久しぶりの、頑張り。私めちゃくちゃ頑張った。
マジ今まで生きてきた中で一番頑張ったと思う。
大嵐の中、金髪の美形さんが暗い波に飲み込まれそうになったところを必死こいて救い出し、陸にあげて早30分程。
苦しそうに眉を寄せている美形さんは一向に目を覚まさない。
(え、どうしたらいいんだろ私。)
こんなことするの初めてだし、むしろ人間にこんなに近づいたのも初めてだ。
(いやそれにしても美形である・・・)
じいっと彼の顔を覗き込むと、適度に白い肌、長い睫、高めの鼻、とにかく顔のパーツが整っていて・・・思わず見惚れてしまう。
うちの姉どもとは大違いである。人魚のくせにどうしてああ人相悪いんだろうね。特にニ番目の姉。

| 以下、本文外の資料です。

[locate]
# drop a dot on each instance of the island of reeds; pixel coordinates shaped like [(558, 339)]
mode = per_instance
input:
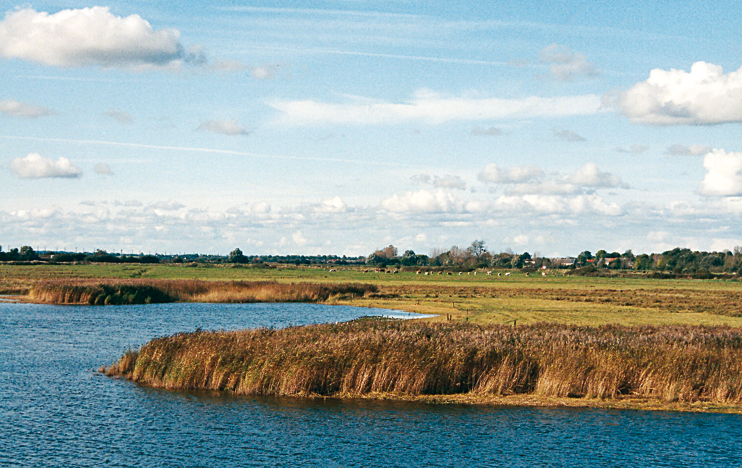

しばらく見つめていると、「う・・・」と小さく呻き声がした。
「あ、れ・・・俺・・・」
「!!」
長い睫が揺れ、彼の目蓋がゆっくりと開いていく。
彼の閉じられていた瞳が開き、覗きみえたのは綺麗な澄んだ色のブラウン。
もうダメだ・・・なに見ても綺麗しか言えない。それぐらい美形だよこの人・・・!
パチパチと瞬きを繰り返しポケーっとしている彼に、胸をドキドキさせながら「あの・・・」と切り出してみる。
とりあえずどこか怪我してないかを確認しないとね!
「え・・・?」
「どこか痛いとこないですか?」
「え、あ、ああ・・・まあ少し全身が痛む程度だから特にはないな・・・」
「そうですか!それは良かった!」
もし怪我してたら私一人じゃ対応できないもの。
姉様達を呼び出すのも面倒だしね。
どこも怪我をしていない彼に私は安心で溜息が漏れた。
するときょとんとした彼の視線が私に注がれる。
「?」
「・・・にん、ぎょ・・・?」
「!?」
(ア、アウトォォォ!!!)
やばいやばいやばい!
彼の視線は真っ直ぐ私の足に向けられていた。
彼の呟いた単語と視線に汗がどわっとどばっとあふれ出ていくのがわかる。
助けるのに必死すぎてすっかり忘れていた問題に、私の頭は爆発寸前だ。まじ、やべえ。
「あ、あのっ、あの、私・・・っご、」
「ご?」
「ごめんなさああああい!!!」
「え、ええっ!?」
(とりあえず、逃げる!!)
瞬時に導き出した答えで、彼から逃げ出す
と言うか海にザッパンと飛び込む。
そして一気に海底まで沈めば、辺りは真っ暗で微かな光しか差さない場所にたどり着いた。
心臓が、バクバクと五月蠅く鼓動している。
(あーへたこいちゃったよぉ)
彼に見られた自分の姿。
人間にとっては・・・異形の姿。
彼の瞳に自分がどう映っていたのかは全くわからなかったが・・・絶対いいものでないのはわかってる。
でも、それでも・・・私は彼を助けられ、目をあわせ、言葉を交わせてよかったと思った。